Na czwartkowym briefingu rzecznik MSZ Paweł Wroński poinformował, iż według wstępnych informacji na liście uwolnionych więźniów jest trójka obywateli Polski, w tym osoby skazane na długoletnie wyroki, oraz ośmioro obywateli Białorusi, którzy byli dziennikarzami – współpracownikami Telewizji Biełsat i innych polskich mediów. Zaznaczył, iż nie poda nazwisk uwolnionych.
W grupie uwolnionych nie ma dziennikarza i działacza mniejszości polskiej na Białorusi Andrzeja Poczobuta
– Liczymy, iż w następnej grupie, która zostanie uwolniona z więzień białoruskich, znajdzie się również Andrzej Poczobut – oświadczył rzecznik MSZ, podkreślając, iż jest on nieustannie na „pierwszym miejscu oczekiwań” polskiej dyplomacji.
💬 Na liście wśród uwolnionych 52 więźniów jest trójka polskich obywateli i ósemka obywateli Białorusi, którzy byli dziennikarzami, współpracownikami telewizji Biełsat i innych polskich mediów.
— Ministerstwo Spraw Zagranicznych RP 🇵🇱 (@MSZ_RP) September 11, 2025
O ich uwolnienie starała się polska dyplomacja.

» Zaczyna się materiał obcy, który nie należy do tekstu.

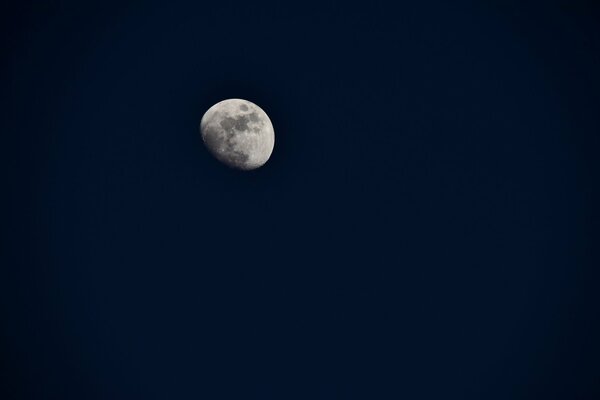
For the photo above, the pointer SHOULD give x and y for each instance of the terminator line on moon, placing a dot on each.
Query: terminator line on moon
(238, 133)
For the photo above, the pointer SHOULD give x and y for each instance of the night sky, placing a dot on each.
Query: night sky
(426, 227)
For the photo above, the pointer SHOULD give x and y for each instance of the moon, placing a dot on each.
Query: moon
(238, 133)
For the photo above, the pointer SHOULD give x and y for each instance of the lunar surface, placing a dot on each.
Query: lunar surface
(238, 133)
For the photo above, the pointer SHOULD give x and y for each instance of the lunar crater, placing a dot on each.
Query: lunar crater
(238, 133)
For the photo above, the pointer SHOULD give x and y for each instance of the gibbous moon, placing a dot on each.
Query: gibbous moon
(238, 133)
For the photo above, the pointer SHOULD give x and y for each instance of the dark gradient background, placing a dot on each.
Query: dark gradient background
(425, 229)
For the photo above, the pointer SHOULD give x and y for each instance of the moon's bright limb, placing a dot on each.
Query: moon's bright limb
(238, 133)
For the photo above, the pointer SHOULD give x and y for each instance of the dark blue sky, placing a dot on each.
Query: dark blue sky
(426, 227)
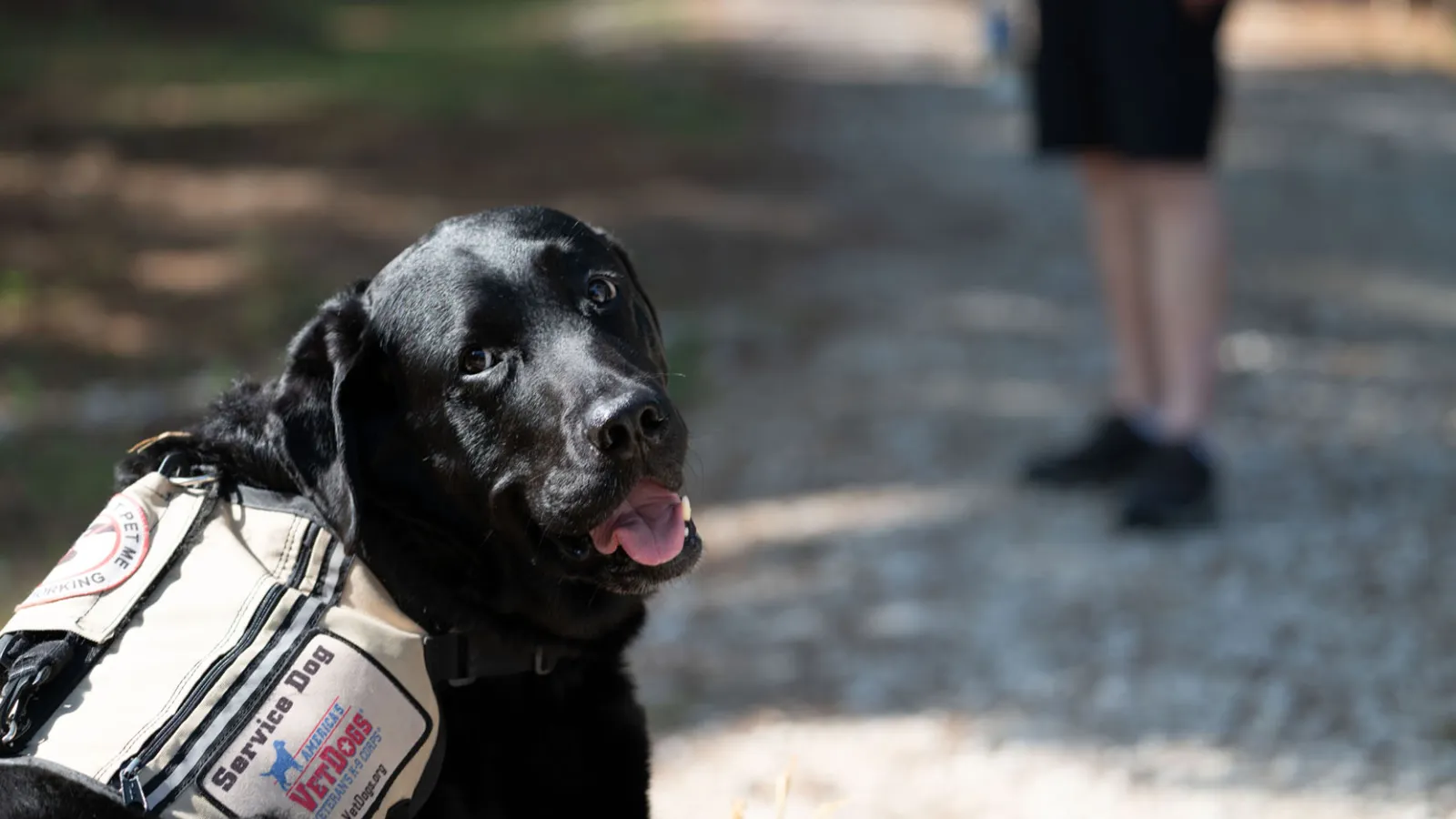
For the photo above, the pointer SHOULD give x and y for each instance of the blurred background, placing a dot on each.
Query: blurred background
(878, 305)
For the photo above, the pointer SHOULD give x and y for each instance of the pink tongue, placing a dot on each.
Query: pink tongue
(648, 525)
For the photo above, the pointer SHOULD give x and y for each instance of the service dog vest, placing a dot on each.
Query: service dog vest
(237, 662)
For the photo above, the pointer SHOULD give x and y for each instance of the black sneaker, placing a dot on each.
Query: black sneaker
(1176, 487)
(1113, 452)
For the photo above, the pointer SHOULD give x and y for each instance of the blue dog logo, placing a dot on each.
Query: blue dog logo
(281, 765)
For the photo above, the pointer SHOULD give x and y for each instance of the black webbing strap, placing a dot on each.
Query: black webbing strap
(463, 658)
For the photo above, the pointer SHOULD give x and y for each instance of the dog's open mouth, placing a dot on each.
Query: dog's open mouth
(650, 526)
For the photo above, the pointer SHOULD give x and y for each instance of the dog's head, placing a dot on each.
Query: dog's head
(502, 382)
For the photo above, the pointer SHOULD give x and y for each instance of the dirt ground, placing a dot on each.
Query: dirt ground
(878, 307)
(885, 611)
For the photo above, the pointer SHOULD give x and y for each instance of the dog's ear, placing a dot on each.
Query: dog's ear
(322, 395)
(626, 263)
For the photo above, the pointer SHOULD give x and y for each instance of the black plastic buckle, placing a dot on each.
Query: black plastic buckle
(29, 672)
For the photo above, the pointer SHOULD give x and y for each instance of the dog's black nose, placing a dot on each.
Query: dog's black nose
(621, 428)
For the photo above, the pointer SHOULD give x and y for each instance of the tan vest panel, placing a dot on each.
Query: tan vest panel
(251, 665)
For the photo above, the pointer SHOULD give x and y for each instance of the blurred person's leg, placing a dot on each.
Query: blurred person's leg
(1072, 120)
(1165, 98)
(1187, 271)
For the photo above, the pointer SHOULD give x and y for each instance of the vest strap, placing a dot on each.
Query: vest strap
(463, 658)
(24, 680)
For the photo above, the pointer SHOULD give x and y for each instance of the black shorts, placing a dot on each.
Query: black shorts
(1136, 77)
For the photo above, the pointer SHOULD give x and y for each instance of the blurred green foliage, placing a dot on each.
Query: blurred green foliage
(439, 58)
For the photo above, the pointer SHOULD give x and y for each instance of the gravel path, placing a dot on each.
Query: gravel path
(885, 611)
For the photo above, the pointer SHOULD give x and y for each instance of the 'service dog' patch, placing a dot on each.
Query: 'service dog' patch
(102, 559)
(312, 753)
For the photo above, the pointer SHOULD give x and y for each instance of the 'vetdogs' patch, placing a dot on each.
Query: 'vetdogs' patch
(104, 557)
(310, 753)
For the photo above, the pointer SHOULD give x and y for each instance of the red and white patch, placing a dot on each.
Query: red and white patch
(104, 557)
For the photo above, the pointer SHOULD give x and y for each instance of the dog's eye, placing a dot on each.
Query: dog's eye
(602, 290)
(480, 360)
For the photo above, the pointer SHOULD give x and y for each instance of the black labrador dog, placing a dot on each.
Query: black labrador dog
(487, 424)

| @RzecznikMSZ Paweł Wroński
Dziś Białoruś zwolniła z więzień 52 osoby, w tym 14 cudzoziemców. Informację o uwolnieniu podała najpierw ambasada USA w Wilnie, następnie prezydent Litwy Gitanas Nauseda, który potwierdził, iż uwolnieni są na terytorium Litwy.
Kto został uwolniony?
Wśród uwolnionych jest opozycjonista Mikoła Statkiewicz, a także filozof Uładzimir Mackiewicz – poinformowali obrońcy praw człowieka z organizacji Wiasna. Statkiewicz, długoletni działacz opozycji, został zatrzymany w 2020 roku.
Niezależne media białoruskie podały, iż wśród uwolnionych są też aktywista Mikoła Dzjadok, opozycyjny bloger Ihar Łosik, obywatelka Litwy Elena Ramanauskiene.
Ułaskawieni przez Łukaszenkę
Państwowa białoruska agencja BiełTA podała, iż Łukaszenka ułaskawił 14 cudzoziemców, w tym dwóch obywateli Polski. Sześć osób wśród pozostałych uwolnionych to obywatele Litwy, dwie Łotwy, dwie Niemiec, jedna osoba ma obywatelstwo Francji i również jedna Wielkiej Brytanii.
BiełTA podała, iż uwolnienie tych osób nastąpiło na prośbę prezydenta USA Donalda Trumpa i innych przywódców.
Dodała, iż chodzi o osoby skazane na Białorusi na podstawie zarzutów dotyczących „działalności szpiegowskiej”, „udziału w działalności ekstremistycznej i terrorystycznej”. Pod takimi zarzutami skazywani byli na Białorusi opozycjoniści i uczestnicy prodemokratycznych protestów.